Carter was born of a poor family. He supported
himself by working in the coal mines of Kentucky and was thus unable
to enroll in high school until he was 20. After graduating in less
than two years, he taught high school, wrote articles, studied at
home and abroad, and received his Ph.D. from Harvard University
(1912). In 1915 he founded the Association for the Study of Negro
Life and History to encourage scholars to engage in the intensive
study of the past as it related to Africans and their descendants
through the world. Prior to this work, the field had been largely
neglected or distorted in the hands of historians who accepted the
traditionally biased picture of blacks in American and world affairs.

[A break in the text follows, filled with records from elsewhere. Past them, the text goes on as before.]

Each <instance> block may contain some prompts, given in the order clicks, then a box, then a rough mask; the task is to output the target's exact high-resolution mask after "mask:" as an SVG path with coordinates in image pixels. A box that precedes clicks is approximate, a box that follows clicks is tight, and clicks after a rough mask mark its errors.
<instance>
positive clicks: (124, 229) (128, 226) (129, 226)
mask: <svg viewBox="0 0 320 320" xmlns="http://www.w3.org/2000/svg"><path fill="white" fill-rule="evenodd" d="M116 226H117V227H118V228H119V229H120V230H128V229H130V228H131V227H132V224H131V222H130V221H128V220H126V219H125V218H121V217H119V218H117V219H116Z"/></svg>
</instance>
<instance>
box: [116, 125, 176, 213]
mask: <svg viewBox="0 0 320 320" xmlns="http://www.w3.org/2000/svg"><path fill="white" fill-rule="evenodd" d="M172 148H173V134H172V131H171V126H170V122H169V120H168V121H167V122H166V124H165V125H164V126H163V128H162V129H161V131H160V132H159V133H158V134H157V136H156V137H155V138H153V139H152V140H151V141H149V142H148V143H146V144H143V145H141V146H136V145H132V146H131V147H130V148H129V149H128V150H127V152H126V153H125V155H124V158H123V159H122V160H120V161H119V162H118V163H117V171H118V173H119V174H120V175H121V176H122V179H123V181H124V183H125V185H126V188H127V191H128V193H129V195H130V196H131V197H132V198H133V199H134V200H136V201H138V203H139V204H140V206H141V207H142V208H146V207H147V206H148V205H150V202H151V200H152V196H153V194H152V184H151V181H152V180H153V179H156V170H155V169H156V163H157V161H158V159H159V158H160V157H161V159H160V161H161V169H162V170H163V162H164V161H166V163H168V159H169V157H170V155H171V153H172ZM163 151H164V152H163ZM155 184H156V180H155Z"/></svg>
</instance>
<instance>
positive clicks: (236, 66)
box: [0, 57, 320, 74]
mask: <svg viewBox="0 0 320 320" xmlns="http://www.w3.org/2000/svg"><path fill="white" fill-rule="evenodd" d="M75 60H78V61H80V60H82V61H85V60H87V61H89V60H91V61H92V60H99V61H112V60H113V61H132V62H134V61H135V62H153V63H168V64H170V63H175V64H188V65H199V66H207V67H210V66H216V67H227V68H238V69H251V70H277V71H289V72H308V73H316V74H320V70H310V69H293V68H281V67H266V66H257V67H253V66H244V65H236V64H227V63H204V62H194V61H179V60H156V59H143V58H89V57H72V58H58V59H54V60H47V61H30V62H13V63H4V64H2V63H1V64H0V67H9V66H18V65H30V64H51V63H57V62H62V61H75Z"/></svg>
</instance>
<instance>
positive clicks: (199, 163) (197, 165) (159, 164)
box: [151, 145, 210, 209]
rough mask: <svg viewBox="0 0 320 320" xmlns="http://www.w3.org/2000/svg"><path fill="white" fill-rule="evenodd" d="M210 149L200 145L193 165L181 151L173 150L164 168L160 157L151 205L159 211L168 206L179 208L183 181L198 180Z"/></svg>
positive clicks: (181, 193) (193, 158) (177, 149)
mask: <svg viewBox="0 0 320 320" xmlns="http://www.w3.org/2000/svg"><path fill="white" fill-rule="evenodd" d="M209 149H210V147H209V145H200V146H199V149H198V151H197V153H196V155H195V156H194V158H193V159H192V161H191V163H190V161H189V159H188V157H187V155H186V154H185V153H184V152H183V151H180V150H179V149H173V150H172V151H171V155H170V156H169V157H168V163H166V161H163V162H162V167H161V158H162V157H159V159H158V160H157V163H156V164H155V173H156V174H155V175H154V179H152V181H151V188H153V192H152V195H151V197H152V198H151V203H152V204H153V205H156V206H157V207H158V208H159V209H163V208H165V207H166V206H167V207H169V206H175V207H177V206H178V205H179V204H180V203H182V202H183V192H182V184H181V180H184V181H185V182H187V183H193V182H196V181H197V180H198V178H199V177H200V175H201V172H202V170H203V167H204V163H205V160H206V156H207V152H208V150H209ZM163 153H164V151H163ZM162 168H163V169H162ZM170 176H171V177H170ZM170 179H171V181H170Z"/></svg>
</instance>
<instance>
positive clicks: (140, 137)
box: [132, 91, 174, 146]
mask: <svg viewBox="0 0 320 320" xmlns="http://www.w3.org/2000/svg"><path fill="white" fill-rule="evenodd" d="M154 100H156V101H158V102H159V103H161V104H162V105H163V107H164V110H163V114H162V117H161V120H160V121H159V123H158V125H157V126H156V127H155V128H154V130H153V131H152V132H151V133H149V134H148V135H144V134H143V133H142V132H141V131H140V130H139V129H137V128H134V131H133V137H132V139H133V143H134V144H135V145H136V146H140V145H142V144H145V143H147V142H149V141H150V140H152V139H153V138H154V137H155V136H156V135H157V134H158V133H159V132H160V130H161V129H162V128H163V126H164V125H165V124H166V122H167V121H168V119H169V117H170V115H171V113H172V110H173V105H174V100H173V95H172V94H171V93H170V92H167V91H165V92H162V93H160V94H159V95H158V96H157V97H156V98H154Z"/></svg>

In 1916 Woodson edited the first issue of the association's principal
scholarly publication, The Journal of Negro History, which, under
his direction, remained an important historical periodical for more
than 30 years.
Woodson was dean of the College of Liberal Arts
and head of the graduate faculty at Howard University, Washington,
D.C. (1919-20), and dean at West Virginia State College, Institute,
W.Va. (1920-22). While there, he founded and became president of
Associated Publishers to bring out books on black life and culture,
since experience had shown him that the usual publishing outlets
were rarely interested in scholarly works on blacks.
Important works by Woodson include the widely
consulted college text The Negro in Our History (1922; 10th ed.,
1962); The Education of the Negro Prior to 1861 (1915); and A Century
of Negro Migration (1918). He was at work on a projected six-volume
Encyclopedia Africana at the time of his death. Woodson died on
April 3, 1950, in Washington, D.C.
Many people ask why Black History Month is in
February. It is not some conspiracy to designate the shortest month
to our remembrance as some would think. It is also not in honor
of Fredrick Douglas who was born in February. Woodson chose February
because even though the 13th Amendment to the constitution was signed
in January which abolished slavery, slaves did not start to hear
of the news until February. So that is why Woodson chose February.
(He could have chosen June when slaves in the Mid Western states
got the word but that is a debate for another time.